Error with renderer after exporting

Posted: Wed Nov 30, 2011 10:52 am
by Pandekage
After exporting a scene into Indigo, the scene loads like it's supposed to, but the screen remains black for a VERY long time. During this period the computer becomes very slow, much slower than when it used to work. Then, an error prompt pops up:

"ObjectExcep: Exception while building tree: EBH Build failure, too many triangles in leaf."

This started happening out of nowhere; I already had one render going, and I was only tweaking materials. This error essentially stops me from rendering further. However, I can still render, but with other Sketchup files, but not the one I need. Any ideas?

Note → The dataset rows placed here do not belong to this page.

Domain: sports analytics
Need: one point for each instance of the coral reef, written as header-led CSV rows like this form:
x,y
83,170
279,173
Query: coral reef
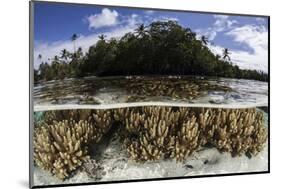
x,y
154,133
93,169
62,146
62,138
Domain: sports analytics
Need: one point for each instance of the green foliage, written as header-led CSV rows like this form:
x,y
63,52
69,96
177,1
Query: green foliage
x,y
162,48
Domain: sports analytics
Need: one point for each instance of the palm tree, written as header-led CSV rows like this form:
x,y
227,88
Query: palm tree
x,y
141,30
204,40
226,54
74,38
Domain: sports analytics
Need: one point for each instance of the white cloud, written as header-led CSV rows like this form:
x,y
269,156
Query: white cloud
x,y
255,37
49,50
165,18
149,12
104,19
222,23
210,33
261,20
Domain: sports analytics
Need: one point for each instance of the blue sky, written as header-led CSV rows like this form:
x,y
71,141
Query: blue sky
x,y
54,23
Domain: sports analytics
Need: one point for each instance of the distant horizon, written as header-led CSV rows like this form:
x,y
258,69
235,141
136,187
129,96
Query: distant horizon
x,y
246,37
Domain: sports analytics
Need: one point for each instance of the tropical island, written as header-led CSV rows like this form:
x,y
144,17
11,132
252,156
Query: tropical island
x,y
160,48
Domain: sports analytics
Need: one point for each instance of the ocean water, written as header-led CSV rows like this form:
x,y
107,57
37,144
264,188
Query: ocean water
x,y
113,92
108,93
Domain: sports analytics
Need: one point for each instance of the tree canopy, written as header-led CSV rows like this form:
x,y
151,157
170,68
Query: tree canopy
x,y
161,48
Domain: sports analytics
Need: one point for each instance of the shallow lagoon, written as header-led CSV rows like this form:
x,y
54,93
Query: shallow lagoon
x,y
116,92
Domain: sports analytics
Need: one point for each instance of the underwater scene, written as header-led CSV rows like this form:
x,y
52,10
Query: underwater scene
x,y
122,94
114,139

I found a topic on here from 2010, which suggested smoothing faces or whatnot. How would I do that? And I mean a step by step walkthrough, because I am pretty clueless at all this. Thanks!

I can also attach the Sketchup file in question if anyone wants to test it out.

Re: Error with renderer after exporting

Posted: Wed Nov 30, 2011 11:14 am
by CTZn
Pandekage wrote:I found a topic on here from 2010, which suggested smoothing faces
This.

http://www.indigorenderer.com/forum/vie ... 50#p111650

Re: Error with renderer after exporting

Posted: Wed Nov 30, 2011 12:45 pm
by Pandekage
Okay, I wasn't sure exactly what part of my model needed smoothing, so I just selected everything, right-clicked, and smoothed edges and coplanars (dragged the slider to 180). The render still doesn't work. Any other ideas are appreciated...these renders are due tomorrow :(

Re: Error with renderer after exporting

Posted: Wed Nov 30, 2011 9:21 pm
by CTZn
You will have to disable shape smoothing if you can not get the meshes fixed: probably some smoothed surfaces are detached and lack therefore the tension to maintain their shape, collapsing into clusters too dense.

Another eventuality is that displaced geometries may have a wrong size upon export, this one is purely speculative though.

Did you happen to try with the lowest subdivision value (1) ?

Probably coplanars should be avoided, even more if hey have different materials applied. If they have the same material applied they could make a mess if displaced.